For the first time in decades, the American worker is in charge when it comes to money.
As an example, some employers, such as Kroger Co., Chipotle Mexican Grill Inc., and Under Armour Inc., are frantically raising hourly wages in order to retain workers. Or how others, such as Starbucks Corp. and Drury Hotels, are dangling hiring bonuses in front of entry-level candidates. Or the fact that CVS Health Corp. no longer requires job applicants to have a high school diploma. Or how Dan Sacco, the owner of Your Pie restaurants in Iowa, instructs his general managers to poach employees from competitors with better hours and higher pay.
It is unclear how long all of this will last in the erratic and disjointed economic recovery that has ensued since last year’s pandemic collapse. But one thing is certain: Workers are getting the biggest raises since the early 1980s. Wages in the leisure and hospitality industry have increased at a 6.6 percent annualized rate over the last two years. And, according to data released on Friday, payrolls rose at the fastest rate in nearly a year, indicating how desperate employers are to fill positions.
There is a chance that the party will wind down as the delta variant causes an increase in coronavirus infections and hospitalizations in the United States, primarily among the unvaccinated. Because of virus concerns, some events, such as the New York International Auto Show, are being canceled. Alphabet Inc.’s Google, Amazon.com Inc., and BlackRock Inc. have all recently postponed plans to return to the office. Bank of America Corp. economists have reported a slowing in credit-card spending momentum.
Another complicating factor limiting the benefits of pay raises is inflation. Consumer prices rose 5.4 percent year on year in June, the fastest rate since 2008. According to a Peterson Institute study, civilian workers’ inflation-adjusted pay is now lower than it was in December 2019.
However, if policymakers can keep price increases to a minimum, workers should fare well. According to Labor Department data, median wage growth was 4.8 percent on a 24-month annualized basis in July, up from 3.3 percent in January 2020. Last month, service workers saw gains that were nearly two percentage points higher than the overall average.
The topic came up during a recent meeting in Atlanta with Treasury Secretary Janet Yellen, who gathered senior executives from companies such as Delta Air Lines Inc. and Coca-Cola Co. to discuss inflation and the economy. According to a person familiar with the conversation, during private discussions, some executives bemoaned the fact that they still can’t fill open positions despite raising wages. Employers were unanimous in their belief that higher pay is here to stay.
Anyone who joins by the end of the month at a Starbucks location in Manhattan will receive a $200 signing bonus. Kroger estimates that the average hourly wage at its grocery stores will be around $21 by the end of the year, up from $15.50 in March. And the recruiting efforts have spread far and wide, with Church’s Chicken handing out coupon books with the words “Always Hiring.”

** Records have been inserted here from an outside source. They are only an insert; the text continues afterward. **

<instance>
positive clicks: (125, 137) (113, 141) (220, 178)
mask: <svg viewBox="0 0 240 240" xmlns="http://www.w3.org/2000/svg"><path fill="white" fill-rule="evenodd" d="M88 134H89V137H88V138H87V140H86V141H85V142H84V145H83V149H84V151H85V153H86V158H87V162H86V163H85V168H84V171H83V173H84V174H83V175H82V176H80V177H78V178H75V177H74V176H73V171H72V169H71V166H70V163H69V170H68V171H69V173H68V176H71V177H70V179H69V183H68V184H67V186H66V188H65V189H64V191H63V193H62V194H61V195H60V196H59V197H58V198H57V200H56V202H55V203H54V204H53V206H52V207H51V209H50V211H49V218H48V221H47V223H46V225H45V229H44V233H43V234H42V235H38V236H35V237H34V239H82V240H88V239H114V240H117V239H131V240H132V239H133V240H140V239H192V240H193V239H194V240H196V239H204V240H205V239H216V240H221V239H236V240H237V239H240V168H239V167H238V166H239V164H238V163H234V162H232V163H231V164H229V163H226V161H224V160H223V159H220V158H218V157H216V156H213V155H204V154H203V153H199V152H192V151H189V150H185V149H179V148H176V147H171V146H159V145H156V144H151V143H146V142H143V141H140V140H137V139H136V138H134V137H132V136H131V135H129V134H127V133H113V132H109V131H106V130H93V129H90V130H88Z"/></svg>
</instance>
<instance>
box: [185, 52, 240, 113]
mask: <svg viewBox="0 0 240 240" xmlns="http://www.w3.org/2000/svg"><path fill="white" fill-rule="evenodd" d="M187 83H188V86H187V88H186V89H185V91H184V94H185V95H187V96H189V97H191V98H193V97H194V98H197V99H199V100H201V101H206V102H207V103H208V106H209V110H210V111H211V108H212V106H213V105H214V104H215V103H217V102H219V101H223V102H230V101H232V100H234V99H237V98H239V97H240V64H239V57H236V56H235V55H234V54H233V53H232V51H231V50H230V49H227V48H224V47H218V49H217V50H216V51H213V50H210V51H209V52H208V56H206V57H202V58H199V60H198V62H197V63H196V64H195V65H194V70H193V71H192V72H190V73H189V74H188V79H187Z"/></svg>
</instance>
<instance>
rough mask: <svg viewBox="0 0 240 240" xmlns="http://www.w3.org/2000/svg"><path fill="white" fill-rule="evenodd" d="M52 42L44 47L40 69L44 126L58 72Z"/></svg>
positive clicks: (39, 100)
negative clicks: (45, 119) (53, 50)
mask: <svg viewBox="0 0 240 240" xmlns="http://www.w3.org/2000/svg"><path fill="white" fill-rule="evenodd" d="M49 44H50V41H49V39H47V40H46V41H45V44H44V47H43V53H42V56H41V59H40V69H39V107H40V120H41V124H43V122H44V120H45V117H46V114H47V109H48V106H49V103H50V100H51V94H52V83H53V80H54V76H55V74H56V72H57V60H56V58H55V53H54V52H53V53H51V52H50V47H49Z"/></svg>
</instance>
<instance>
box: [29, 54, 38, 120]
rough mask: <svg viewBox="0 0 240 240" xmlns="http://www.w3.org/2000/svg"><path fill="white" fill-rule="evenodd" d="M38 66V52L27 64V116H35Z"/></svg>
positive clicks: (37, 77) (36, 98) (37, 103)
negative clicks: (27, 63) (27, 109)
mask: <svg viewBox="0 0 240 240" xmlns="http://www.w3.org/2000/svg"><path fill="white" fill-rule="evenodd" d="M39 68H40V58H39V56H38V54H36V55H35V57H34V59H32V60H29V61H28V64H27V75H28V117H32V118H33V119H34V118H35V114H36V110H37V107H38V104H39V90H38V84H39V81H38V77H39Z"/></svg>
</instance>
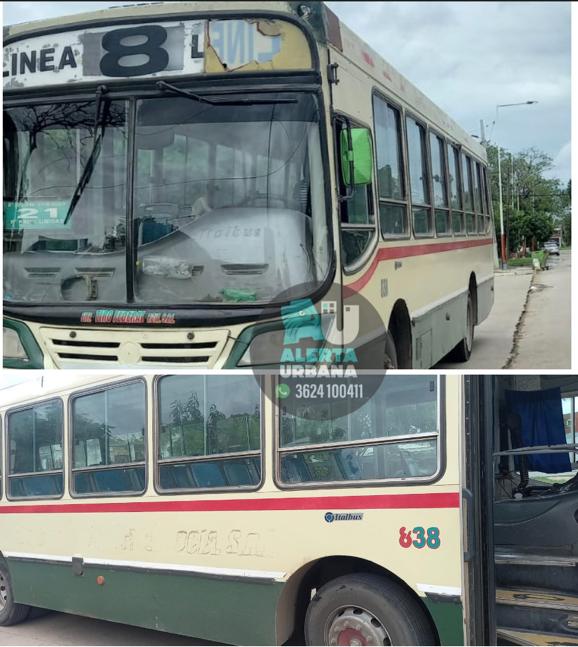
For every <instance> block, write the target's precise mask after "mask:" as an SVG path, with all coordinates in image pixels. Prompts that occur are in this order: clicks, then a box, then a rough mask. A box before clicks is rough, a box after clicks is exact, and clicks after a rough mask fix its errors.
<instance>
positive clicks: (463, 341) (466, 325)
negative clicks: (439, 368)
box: [451, 291, 476, 362]
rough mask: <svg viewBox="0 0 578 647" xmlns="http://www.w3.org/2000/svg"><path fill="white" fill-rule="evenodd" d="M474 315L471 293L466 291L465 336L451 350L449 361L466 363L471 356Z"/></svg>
mask: <svg viewBox="0 0 578 647" xmlns="http://www.w3.org/2000/svg"><path fill="white" fill-rule="evenodd" d="M475 325H476V322H475V313H474V299H473V298H472V293H471V292H470V291H468V304H467V309H466V335H465V337H464V338H463V339H462V340H461V341H460V343H459V344H458V345H457V346H456V347H455V348H454V349H453V350H452V353H451V359H453V360H454V361H455V362H467V361H468V360H469V359H470V356H471V354H472V347H473V345H474V330H475Z"/></svg>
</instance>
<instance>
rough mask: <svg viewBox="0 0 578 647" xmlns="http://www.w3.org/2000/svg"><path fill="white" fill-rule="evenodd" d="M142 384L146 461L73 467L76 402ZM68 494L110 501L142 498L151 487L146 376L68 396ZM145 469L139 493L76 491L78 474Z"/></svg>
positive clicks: (145, 458) (87, 497) (143, 460)
mask: <svg viewBox="0 0 578 647" xmlns="http://www.w3.org/2000/svg"><path fill="white" fill-rule="evenodd" d="M138 383H141V384H143V385H144V428H145V433H144V438H143V441H144V460H143V461H139V462H135V463H118V464H113V465H98V466H92V467H76V468H75V467H73V458H74V456H73V452H74V425H73V409H74V400H75V399H77V398H79V397H82V396H86V395H94V394H97V393H103V392H104V391H110V390H112V389H115V388H118V387H123V386H128V385H130V384H138ZM67 404H68V452H67V458H68V470H67V476H68V494H69V496H70V498H71V499H99V498H100V499H109V498H118V497H132V498H134V497H142V496H144V495H145V494H146V492H147V491H148V487H149V478H148V475H149V447H148V444H149V443H148V429H149V425H150V421H149V415H148V406H149V393H148V383H147V380H146V378H145V376H144V375H138V376H134V377H129V378H125V379H122V380H119V381H118V382H109V383H107V384H105V385H98V386H94V387H91V388H88V389H79V390H77V391H73V392H72V393H70V394H69V396H68V403H67ZM141 466H143V467H144V475H145V480H144V487H143V489H142V490H140V491H139V492H131V491H124V492H87V493H80V494H79V493H78V492H76V491H75V489H74V478H73V476H74V473H78V472H93V471H94V472H98V471H103V470H107V469H108V470H113V469H122V468H127V467H141Z"/></svg>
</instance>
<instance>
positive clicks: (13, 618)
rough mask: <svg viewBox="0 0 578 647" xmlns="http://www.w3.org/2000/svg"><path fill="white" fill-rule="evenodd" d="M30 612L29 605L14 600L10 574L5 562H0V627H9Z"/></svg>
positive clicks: (26, 615)
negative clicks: (8, 572)
mask: <svg viewBox="0 0 578 647" xmlns="http://www.w3.org/2000/svg"><path fill="white" fill-rule="evenodd" d="M29 613H30V607H29V606H27V605H25V604H17V603H16V602H14V596H13V592H12V584H11V581H10V574H9V573H8V569H7V568H6V564H4V563H2V562H0V627H9V626H10V625H17V624H18V623H19V622H23V621H24V620H26V618H27V617H28V614H29Z"/></svg>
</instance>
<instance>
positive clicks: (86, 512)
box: [0, 492, 460, 514]
mask: <svg viewBox="0 0 578 647" xmlns="http://www.w3.org/2000/svg"><path fill="white" fill-rule="evenodd" d="M459 505H460V495H459V493H458V492H436V493H431V494H378V495H363V496H327V497H279V498H274V499H256V498H253V499H212V500H196V501H191V500H180V501H164V500H162V499H159V500H158V501H126V502H122V503H52V504H43V505H38V504H31V505H0V514H20V513H21V514H24V513H37V514H48V513H60V514H67V513H96V512H240V511H257V510H357V509H359V510H382V509H383V510H387V509H390V510H399V509H406V508H407V509H409V508H423V509H428V508H459Z"/></svg>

Honeywell International Inc. CEO Darius Adamczyk is giving some factory workers pay raises of more than 10%. He is attempting to raise prices in order to offset higher labor, material, and service costs. Companies rarely reverse increases in pay rates, so those higher wages are likely to stick.
Some businesses believe the tide is turning in their favor. McDonald’s Corporation CEO Chris Kempczinski stated that after raising wages by about 5% in its US locations, applications have increased significantly, particularly as the federal stimulus program has come to an end in some parts of the country. Workers, according to critics, have remained on the sidelines as a result of cash transfers and unemployment benefits.
Noodles & Co., a fast-casual restaurant chain, saw a 70% increase in applications in June versus April.
Labor Secretary Marty Walsh says the job market in the United States is healthy as people resume traveling and eating out, though he acknowledges that the delta variant poses a risk. Vaccinations and wage growth are encouraging people to return to work, though wages may have to rise, he said in an interview after the payrolls report on Aug. 6.